Hi.

I have a general CUDA problem - if anyone can help me find a solution I will be more than happy to reference you in any papers that result (you’ll be helping the UK Fusion energy programme)…

Here is what I am stuck with. I have a very large multi-dimensional array (a particle distribution function - 2 spatial coordinates, and 3 velocity space coordinates). The array is about 200MB large, and hence fits into device memory onto a C1060 without any problem.

I then wish to follow a large number of particles (~10e6) in space and time, and augment that array with the time spent in each cell, summed over particles. The result is a particle distribution function.

On the face of it, CUDA seems like a good way of doing this - the problem is effectively SIMD, and the particles do not interact with eachother. Now, if I am doing this on a typical supercomputer, I typically use MPI. This means that each node has a good amount of memory.
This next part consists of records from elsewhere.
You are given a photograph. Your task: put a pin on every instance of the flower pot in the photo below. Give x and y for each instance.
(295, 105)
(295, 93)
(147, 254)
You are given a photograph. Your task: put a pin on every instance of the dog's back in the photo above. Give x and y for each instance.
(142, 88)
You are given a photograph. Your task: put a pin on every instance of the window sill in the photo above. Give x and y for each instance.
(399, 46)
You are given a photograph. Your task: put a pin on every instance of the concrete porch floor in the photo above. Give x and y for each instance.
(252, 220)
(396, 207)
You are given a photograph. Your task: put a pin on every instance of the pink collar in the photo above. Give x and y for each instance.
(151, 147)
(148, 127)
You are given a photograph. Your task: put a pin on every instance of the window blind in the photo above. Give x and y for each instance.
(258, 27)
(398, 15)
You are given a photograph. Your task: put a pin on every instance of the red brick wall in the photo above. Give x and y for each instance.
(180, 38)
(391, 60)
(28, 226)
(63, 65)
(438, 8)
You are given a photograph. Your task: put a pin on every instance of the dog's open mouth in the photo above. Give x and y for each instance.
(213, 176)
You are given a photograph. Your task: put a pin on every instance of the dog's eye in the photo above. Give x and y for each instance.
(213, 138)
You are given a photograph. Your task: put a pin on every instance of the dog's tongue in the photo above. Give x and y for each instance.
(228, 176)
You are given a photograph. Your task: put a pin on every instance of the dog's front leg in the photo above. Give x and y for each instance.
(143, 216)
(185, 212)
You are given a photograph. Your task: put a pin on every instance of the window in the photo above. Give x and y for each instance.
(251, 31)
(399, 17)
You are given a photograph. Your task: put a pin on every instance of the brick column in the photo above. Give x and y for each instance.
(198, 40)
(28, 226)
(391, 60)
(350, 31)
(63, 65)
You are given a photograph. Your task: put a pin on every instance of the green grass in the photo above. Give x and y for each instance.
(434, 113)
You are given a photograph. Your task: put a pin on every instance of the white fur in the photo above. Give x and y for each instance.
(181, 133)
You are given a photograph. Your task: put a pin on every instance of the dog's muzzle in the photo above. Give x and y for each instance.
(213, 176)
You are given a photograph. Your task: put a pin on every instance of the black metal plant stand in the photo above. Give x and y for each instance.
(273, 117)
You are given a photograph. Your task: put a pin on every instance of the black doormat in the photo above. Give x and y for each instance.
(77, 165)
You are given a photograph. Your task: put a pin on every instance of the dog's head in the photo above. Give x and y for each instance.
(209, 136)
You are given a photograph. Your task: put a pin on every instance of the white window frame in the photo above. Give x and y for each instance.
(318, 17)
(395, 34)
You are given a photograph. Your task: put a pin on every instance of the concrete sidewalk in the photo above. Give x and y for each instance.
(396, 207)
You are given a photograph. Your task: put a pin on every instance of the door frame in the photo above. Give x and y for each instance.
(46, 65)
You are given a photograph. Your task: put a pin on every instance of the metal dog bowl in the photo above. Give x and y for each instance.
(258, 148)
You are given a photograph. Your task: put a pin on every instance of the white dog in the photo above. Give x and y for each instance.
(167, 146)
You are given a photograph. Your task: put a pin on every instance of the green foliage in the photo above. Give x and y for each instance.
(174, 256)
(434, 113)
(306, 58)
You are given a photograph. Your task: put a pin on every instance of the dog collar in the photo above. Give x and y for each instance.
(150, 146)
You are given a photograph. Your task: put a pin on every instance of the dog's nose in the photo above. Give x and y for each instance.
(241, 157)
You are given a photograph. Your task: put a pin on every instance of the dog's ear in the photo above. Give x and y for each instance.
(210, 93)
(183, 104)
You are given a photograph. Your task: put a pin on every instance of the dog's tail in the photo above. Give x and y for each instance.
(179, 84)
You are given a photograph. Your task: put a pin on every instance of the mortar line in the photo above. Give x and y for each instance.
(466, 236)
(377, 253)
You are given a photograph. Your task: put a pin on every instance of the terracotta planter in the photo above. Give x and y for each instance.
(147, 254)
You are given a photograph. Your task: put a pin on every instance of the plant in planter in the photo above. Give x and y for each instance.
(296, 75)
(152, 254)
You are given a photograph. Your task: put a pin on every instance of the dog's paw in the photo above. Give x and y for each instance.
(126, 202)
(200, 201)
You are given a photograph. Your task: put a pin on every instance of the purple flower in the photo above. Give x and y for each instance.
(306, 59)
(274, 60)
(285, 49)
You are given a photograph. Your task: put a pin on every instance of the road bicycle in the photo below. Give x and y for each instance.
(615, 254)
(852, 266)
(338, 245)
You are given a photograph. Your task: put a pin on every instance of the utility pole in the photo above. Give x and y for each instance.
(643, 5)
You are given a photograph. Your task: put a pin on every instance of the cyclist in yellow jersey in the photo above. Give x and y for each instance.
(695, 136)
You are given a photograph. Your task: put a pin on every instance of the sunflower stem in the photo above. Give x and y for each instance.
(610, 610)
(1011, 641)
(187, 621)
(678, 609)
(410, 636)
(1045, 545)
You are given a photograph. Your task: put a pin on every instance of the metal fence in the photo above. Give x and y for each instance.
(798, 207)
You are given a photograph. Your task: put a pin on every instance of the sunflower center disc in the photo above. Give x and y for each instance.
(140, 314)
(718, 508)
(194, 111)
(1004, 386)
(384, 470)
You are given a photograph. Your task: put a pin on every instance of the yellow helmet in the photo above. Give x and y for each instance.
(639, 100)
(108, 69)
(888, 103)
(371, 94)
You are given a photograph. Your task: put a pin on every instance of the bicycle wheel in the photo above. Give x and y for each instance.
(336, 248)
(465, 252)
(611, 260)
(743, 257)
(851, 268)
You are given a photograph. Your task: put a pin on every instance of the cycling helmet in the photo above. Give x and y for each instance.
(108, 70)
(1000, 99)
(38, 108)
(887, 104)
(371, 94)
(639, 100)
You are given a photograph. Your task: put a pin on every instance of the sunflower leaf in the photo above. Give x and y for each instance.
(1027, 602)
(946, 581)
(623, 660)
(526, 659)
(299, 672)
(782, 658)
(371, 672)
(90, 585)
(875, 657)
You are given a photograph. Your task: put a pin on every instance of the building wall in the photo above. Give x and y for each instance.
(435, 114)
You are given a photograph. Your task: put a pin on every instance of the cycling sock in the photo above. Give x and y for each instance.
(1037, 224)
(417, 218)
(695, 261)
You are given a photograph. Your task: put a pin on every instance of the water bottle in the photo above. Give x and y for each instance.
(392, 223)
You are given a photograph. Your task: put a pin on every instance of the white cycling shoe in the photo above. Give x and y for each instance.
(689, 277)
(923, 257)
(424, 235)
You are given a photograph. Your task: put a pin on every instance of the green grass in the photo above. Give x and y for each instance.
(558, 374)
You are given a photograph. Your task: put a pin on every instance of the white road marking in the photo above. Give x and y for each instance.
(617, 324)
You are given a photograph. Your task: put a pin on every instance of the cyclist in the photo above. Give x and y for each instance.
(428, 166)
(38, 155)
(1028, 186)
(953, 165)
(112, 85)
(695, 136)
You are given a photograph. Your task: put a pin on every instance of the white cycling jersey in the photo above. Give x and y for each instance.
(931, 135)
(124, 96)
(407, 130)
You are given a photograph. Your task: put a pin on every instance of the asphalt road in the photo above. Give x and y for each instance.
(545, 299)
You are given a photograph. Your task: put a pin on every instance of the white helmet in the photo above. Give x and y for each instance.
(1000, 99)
I can hold a temporary array, of the same dimensionality as my distribution function on each node, then simply sum them all up at the end.

With CUDA though, I have a problem. If you look at the “toy problem” code below, in order to illustrate the problem, you can easily see why it fails, giving an answer of 10 instead of the desired 160. I’ve stripped out some openMP that was there to split the problem over multiple cards, so sorry if it’s not as compact an example as it could be.

Each cuda thread is reading the contents of Fd(1) at the same time then writing to Fd(1) the value Fd(1)+1.0 - obviously a 2 step operation, at each of the 10 iterations of the loop. What we really want is for each thread to complete this operation one after another, for the example I’ve shown here, augmenting Fd(1) with a value of 16.0 for each of the ten loop iterations.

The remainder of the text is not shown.